Reparar as injustiças do passado como forma de assegurar os direitos do presente

Finalmente, em 2003, com um mandato para atuar como representante da Coroa, o Museu Te Papa estabeleceu que o Programa de Repatriação Karanga Aotearoa seria responsável por repatriar os restos ancestrais de Maori e Moriori, e os Toi moko. São seis os princípios que norteiam como esse trabalho deve ser conduzido:

1. O papel do governo é ser um facilitador (não pode reivindicar a propriedade do kōiwi tangata).

2. O repatriamento de instituições ou indivíduos estrangeiros só pode ser efetuado com o consentimento mútuo.

3. Nenhum pagamento será feito por kōiwi tangata para instituições estrangeiras.

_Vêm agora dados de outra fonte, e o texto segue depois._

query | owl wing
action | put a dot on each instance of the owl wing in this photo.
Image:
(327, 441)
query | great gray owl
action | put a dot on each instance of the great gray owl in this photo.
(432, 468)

4. Deve-se identificar que os kōiwi tangata vêm da Nova Zelândia.

5. Os Maori devem estar envolvidos no repatriamento do kōiwi tangata, incluindo a determinação do local de descanso final.

6. O repatriamento do kōiwi tangata deve ser realizado de forma culturalmente adequada.

Crucialmente, o Programa de Repatriação de Aotearoa é guiado por um painel de especialistas composto por anciãos maori e moriori, acadêmicos e representantes das comunidades afetadas.

Desde a sua criação em 2003, o Programa Karanga Aotearoa repatriou os restos mortais de mais de 700 ancestrais Maori e Moriori de 14 países da Europa, América do Norte, Reino Unido e região Ásia-Pacífico.

O Programa Karanga Aotearoa repatriou os restos mortais de mais de 700 ancestrais Maori e Moriori.

Desde sua criação em 2003, o Programa Karanga Aotearoa repatriou os restos mortais de mais de 700 ancestrais Maori e Moriori de 14 países da Europa, América do Norte, Reino Unido e região Ásia-Pacífico. Além disso, mais de 125 antepassados foram devolvidos às suas comunidades e descendentes.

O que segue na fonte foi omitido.